The So What? Converting lived experience into scalable ventures requires institutional scaffolding, not just good intentions.
3. The case for Pet-Friendly Aged Care
This month’s Ageing Australia magazine makes the case that the senior housing is dropping the ball on pets; dangerous since they’re great at companionship.
A recent survey found 96% of Australians believe residents should have pets, yet only 18% of facilities allow them.
The health case is solid: 78% of respondents report pets improve both mental and physical health, with reduced loneliness the most-cited benefit. Providers blame lack of education (45%), limited resources (42%), and facility design constraints (45%). Meanwhile, of 325 home-care recipients, fewer than one in ten receive pet-related support, and 22% delay their own medical care to look after their animal.
The So What? Pet-friendly policy isn’t a feel-good add-on. It’s a measurable lever for wellbeing in an ageing population. .
4. The case against scaling up
For two decades, “can it scale?” has been philanthropy’s default filter. This essay in Stanford Social Innovation Review challenges that.

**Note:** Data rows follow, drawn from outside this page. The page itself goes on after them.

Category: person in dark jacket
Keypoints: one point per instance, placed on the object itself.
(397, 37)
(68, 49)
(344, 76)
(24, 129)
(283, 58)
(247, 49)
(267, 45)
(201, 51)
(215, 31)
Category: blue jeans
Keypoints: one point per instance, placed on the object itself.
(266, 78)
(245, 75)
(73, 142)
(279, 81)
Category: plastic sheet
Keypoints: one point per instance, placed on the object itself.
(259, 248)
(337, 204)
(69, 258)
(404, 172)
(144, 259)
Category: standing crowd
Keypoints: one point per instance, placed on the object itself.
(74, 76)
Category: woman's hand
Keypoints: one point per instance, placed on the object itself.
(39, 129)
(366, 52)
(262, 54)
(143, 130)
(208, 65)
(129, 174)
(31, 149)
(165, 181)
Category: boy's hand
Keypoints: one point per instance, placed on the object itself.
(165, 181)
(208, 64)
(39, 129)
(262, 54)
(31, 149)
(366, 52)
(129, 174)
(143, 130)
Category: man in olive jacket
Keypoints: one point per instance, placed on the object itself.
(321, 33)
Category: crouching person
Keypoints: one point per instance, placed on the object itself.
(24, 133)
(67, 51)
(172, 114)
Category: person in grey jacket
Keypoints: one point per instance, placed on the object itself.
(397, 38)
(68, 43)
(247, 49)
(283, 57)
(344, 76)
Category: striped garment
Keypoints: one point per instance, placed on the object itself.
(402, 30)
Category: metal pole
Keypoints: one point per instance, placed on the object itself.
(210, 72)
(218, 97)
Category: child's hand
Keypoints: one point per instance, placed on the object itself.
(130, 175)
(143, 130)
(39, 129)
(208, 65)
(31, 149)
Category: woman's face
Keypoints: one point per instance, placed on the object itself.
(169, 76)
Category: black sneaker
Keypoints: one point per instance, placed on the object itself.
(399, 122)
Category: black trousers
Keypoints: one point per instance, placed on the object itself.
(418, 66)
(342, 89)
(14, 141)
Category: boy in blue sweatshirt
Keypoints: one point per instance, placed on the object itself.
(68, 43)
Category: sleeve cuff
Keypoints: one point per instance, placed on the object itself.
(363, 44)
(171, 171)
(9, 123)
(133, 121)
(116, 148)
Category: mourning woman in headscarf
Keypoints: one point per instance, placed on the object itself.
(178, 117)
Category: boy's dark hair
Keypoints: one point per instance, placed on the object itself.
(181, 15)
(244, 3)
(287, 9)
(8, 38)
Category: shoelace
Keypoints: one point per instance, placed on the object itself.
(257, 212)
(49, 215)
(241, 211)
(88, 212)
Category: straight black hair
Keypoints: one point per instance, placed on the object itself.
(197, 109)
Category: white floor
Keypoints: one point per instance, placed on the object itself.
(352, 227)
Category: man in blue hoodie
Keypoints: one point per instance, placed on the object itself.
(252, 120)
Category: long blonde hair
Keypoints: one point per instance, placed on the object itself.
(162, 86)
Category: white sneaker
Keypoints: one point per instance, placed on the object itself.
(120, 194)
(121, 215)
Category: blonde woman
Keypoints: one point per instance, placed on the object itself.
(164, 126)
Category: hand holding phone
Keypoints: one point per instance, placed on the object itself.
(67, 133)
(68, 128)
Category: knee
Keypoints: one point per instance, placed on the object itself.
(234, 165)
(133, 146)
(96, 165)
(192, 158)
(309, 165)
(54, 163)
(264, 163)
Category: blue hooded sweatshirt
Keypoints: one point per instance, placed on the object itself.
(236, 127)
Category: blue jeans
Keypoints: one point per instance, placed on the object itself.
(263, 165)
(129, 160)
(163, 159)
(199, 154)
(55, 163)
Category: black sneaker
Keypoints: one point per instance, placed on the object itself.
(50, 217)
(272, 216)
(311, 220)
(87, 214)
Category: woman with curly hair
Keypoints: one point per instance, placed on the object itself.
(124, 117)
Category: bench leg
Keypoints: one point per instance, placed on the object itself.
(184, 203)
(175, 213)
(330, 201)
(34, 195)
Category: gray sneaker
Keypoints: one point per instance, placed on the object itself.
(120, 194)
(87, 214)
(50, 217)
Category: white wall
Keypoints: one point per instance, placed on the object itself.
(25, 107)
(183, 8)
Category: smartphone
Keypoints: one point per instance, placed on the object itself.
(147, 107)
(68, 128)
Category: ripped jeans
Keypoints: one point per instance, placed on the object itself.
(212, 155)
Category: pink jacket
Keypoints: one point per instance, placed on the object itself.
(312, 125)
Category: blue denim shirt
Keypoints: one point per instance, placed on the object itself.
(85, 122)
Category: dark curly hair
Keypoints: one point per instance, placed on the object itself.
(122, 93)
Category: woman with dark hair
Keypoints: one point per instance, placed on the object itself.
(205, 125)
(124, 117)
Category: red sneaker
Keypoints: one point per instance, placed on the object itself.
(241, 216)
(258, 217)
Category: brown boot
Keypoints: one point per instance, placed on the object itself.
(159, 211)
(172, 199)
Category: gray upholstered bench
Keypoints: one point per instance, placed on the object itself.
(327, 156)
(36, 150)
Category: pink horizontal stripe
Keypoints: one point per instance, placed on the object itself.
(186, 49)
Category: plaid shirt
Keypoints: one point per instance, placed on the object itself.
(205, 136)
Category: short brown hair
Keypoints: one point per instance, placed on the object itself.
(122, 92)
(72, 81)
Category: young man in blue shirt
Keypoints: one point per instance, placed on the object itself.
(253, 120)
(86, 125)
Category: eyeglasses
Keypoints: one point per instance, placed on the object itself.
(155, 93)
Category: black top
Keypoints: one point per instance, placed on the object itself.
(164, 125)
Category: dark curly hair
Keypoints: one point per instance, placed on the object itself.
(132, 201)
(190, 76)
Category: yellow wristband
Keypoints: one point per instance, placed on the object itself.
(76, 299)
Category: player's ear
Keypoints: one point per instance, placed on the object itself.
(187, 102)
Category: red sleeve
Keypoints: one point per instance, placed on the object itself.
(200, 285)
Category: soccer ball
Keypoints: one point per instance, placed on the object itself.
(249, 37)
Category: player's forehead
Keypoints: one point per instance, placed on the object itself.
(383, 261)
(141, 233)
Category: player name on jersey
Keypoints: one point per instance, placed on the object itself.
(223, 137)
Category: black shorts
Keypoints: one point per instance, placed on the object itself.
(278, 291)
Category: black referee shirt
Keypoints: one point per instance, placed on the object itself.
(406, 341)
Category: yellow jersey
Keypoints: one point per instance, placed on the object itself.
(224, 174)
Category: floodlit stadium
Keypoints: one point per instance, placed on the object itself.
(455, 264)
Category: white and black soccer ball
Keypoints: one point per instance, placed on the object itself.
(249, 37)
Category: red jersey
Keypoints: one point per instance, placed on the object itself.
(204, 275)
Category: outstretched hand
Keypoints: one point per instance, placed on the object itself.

The race to scale - potentially influenced by the startup ‘blitzscaling’ orthodoxy has influenced which organizations get funded and which problems get defined because it favours standardized outputs (hectares restored, households served) over the harder-to-count stuff that actually determines whether change endures.
Watershed restoration that looks great on paper collapses without local groundwater agreements. Community trust can’t easily be put in a spreadsheet. As the world behaves less like a machine and more as a living ecosystem, single solutions designed for replication hit their limits fast. Kak’s prescription: fund the bridges and lighthouses, not just the ships.
The So What? Complexity-era impact investing needs roots-and-relationships metrics, not just reach-and-replication ones.
AI Tool of the Week: Persyn
A useful tool to make images and video of AI people, or indeed of real people. It uses Google’s AI back end but is more usable and designed to help with eg marketing campaigns. Here’s one of me fulfilling my long ambition to ride a unicycle…
That’s all for now, happy weekend everyone.